Previous studies have indicated the preemptive analgesic effects of tramadol infiltration to the peritonsillar fossa at a dose of 2 mg/kg, which provided an efficient but brief period of analgesia (8). On the other hand, although this method decreased pain scores in the early postoperative period, it failed to provide any advantage over the intramuscular route regarding analgesic consumption (9). Akkaya et al. (10) indicated that, when compared with intravenous administration, peritonsillar tramadol infiltration at the same dose significantly decreased analgesic requirements and side effects, including nausea and vomiting. Although the dose of tramadol for infiltration ranged between 1–2 mg/kg in these studies, we observed the efficiency of a dose of 0.5 mg/kg in our preliminary study and therefore used the minimum effective dose.

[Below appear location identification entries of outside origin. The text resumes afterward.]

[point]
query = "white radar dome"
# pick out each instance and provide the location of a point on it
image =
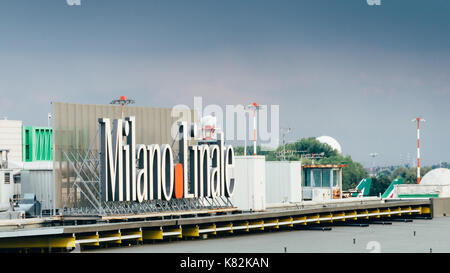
(440, 176)
(330, 141)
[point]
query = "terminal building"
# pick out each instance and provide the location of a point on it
(59, 165)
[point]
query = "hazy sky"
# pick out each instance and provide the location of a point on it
(356, 72)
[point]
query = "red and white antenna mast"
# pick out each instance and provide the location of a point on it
(418, 120)
(122, 101)
(254, 107)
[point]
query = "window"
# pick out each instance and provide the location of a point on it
(335, 178)
(7, 178)
(306, 178)
(326, 178)
(317, 178)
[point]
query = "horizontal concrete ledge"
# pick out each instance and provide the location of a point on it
(350, 209)
(299, 211)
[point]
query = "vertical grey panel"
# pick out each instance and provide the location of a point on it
(75, 127)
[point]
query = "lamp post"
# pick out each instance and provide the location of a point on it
(285, 131)
(255, 108)
(373, 155)
(418, 120)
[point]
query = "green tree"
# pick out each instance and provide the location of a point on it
(351, 175)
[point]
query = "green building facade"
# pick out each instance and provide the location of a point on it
(37, 143)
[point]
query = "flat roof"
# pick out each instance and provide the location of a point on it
(325, 166)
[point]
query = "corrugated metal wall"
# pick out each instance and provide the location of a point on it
(283, 182)
(75, 127)
(11, 138)
(40, 183)
(250, 186)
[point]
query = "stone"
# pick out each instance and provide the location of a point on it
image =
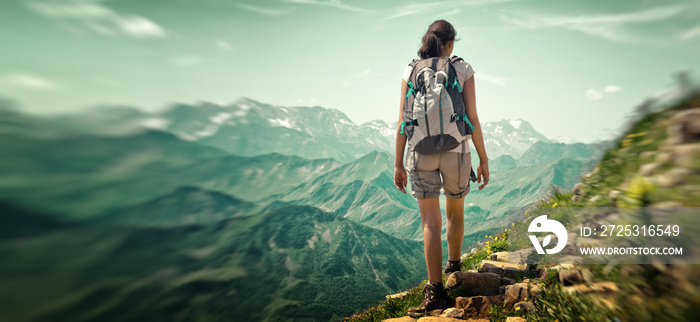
(685, 154)
(514, 293)
(512, 272)
(495, 270)
(614, 194)
(397, 295)
(453, 313)
(438, 319)
(515, 319)
(570, 277)
(685, 127)
(648, 168)
(477, 306)
(485, 264)
(401, 319)
(524, 307)
(647, 154)
(474, 283)
(507, 281)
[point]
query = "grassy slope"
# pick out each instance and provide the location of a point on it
(648, 293)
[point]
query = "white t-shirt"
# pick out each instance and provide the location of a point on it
(464, 72)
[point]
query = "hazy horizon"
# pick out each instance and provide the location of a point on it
(571, 69)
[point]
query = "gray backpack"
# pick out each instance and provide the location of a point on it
(434, 117)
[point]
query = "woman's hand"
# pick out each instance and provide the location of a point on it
(482, 172)
(400, 179)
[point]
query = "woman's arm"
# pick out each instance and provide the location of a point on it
(400, 177)
(469, 97)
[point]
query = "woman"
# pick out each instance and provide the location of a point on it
(431, 172)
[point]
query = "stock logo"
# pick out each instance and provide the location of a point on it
(543, 225)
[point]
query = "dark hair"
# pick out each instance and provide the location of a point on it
(439, 33)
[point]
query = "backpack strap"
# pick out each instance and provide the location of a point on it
(410, 93)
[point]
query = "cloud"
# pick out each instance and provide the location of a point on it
(364, 74)
(31, 82)
(223, 45)
(93, 16)
(423, 8)
(607, 26)
(594, 95)
(265, 11)
(691, 33)
(493, 79)
(331, 3)
(186, 61)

A racemic mixture of bupivacaine failed to show any advantage over lidocaine in ESS (15). However, sensorial block was found to be longer with levobupivacaine than with the racemic form (20, 21). The duration of the levobupivacaine infiltration significantly decreased supplemental analgesic requirements in a study including subjects undergoing both ESS and SRP (13). In our study, although a decrease in opioid consumption was detected with levobupivacaine when compared to the controls, the difference failed to reach the level of significance (345.2±168.8 μg versus 211.1±120.6 μg at 24 h).

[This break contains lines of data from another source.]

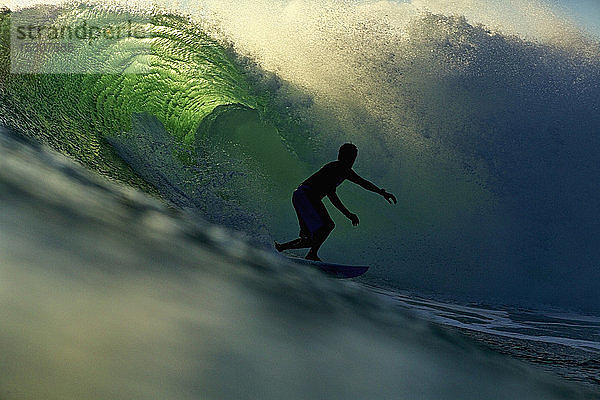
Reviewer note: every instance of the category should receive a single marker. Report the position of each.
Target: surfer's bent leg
(322, 233)
(309, 219)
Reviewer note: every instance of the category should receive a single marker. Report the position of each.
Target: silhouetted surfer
(315, 222)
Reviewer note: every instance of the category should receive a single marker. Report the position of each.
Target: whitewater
(143, 181)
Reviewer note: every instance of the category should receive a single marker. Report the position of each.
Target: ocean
(144, 177)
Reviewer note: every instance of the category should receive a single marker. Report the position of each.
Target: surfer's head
(347, 154)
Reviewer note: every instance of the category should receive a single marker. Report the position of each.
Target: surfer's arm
(362, 182)
(335, 200)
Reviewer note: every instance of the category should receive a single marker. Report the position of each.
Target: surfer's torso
(328, 178)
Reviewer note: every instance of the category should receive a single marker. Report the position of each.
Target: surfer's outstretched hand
(388, 196)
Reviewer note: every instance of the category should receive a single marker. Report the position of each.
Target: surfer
(315, 222)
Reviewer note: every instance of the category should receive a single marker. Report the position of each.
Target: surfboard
(339, 271)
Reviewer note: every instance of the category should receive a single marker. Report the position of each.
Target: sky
(585, 12)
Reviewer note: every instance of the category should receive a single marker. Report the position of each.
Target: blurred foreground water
(108, 293)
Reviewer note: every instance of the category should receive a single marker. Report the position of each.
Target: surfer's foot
(312, 257)
(279, 247)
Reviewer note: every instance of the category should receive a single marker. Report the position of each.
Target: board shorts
(312, 214)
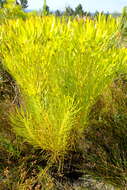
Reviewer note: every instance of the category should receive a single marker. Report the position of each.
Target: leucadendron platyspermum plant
(61, 68)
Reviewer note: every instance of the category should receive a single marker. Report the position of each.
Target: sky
(88, 5)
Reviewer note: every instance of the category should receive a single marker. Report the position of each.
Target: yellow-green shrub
(61, 68)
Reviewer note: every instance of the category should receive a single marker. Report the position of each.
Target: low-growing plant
(61, 68)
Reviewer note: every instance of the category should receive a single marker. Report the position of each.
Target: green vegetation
(62, 100)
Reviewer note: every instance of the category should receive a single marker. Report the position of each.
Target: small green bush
(61, 68)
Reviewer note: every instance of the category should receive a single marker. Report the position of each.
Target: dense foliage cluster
(60, 85)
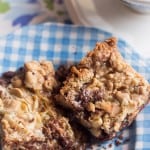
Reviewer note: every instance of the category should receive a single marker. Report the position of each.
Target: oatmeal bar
(104, 93)
(29, 119)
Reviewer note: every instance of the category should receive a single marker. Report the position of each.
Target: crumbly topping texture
(103, 91)
(29, 118)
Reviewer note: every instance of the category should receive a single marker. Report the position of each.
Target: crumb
(110, 145)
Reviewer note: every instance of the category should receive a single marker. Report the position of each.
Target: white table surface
(112, 16)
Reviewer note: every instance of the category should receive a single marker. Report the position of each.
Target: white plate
(112, 16)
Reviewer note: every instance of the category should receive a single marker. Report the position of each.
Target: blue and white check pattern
(68, 44)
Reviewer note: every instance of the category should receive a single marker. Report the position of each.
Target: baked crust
(29, 118)
(103, 91)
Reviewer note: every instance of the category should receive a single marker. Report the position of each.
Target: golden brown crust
(104, 91)
(29, 118)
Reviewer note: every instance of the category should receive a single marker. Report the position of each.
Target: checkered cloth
(64, 44)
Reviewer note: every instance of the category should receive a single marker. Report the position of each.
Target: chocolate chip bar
(104, 92)
(29, 118)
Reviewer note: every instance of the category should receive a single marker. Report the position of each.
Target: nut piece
(39, 75)
(17, 92)
(91, 107)
(16, 82)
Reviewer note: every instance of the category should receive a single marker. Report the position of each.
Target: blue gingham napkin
(64, 44)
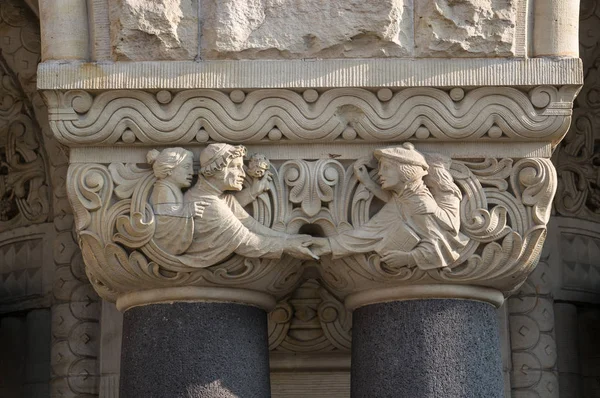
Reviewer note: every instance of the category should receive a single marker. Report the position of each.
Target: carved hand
(298, 246)
(398, 259)
(321, 246)
(199, 208)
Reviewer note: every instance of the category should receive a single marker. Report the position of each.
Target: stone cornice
(311, 73)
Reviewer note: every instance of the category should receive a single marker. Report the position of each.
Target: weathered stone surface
(465, 28)
(154, 30)
(308, 28)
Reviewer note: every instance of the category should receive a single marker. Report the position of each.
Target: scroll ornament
(398, 217)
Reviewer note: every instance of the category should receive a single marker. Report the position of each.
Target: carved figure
(417, 226)
(173, 167)
(224, 227)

In view of the present investigation, tramadol infiltration is suggested to contribute to analgesia by decreasing sensitivity in the nasal cavity, which is rich in sensitive nerves in which pain might be induced by surgical trauma (22). Besides its weak opioid and local anesthetic properties, reuptake inhibition of noradrenaline and serotonin is thought to play a role. On the other hand, the contribution of these mechanisms to the initiation of pain is unknown. In an effort to decrease side effects, the influence of lower doses remains to be determined.

Conclusion

The results of the present study suggest that tramadol infiltration might be a reasonable, practical and efficient alternative to lidocaine or levobupivacaine in ESS and SRP surgeries. Tramadol might be used in patients for whom local anesthetic use is contraindicated.

Footnotes

This study was presented at the 44th Congress of Turkish Society of Anesthesiology and Reanimation, 27–31 October 2012, Antalya, Turkey

Conflict of Interest

No conflict of interest was declared by the authors.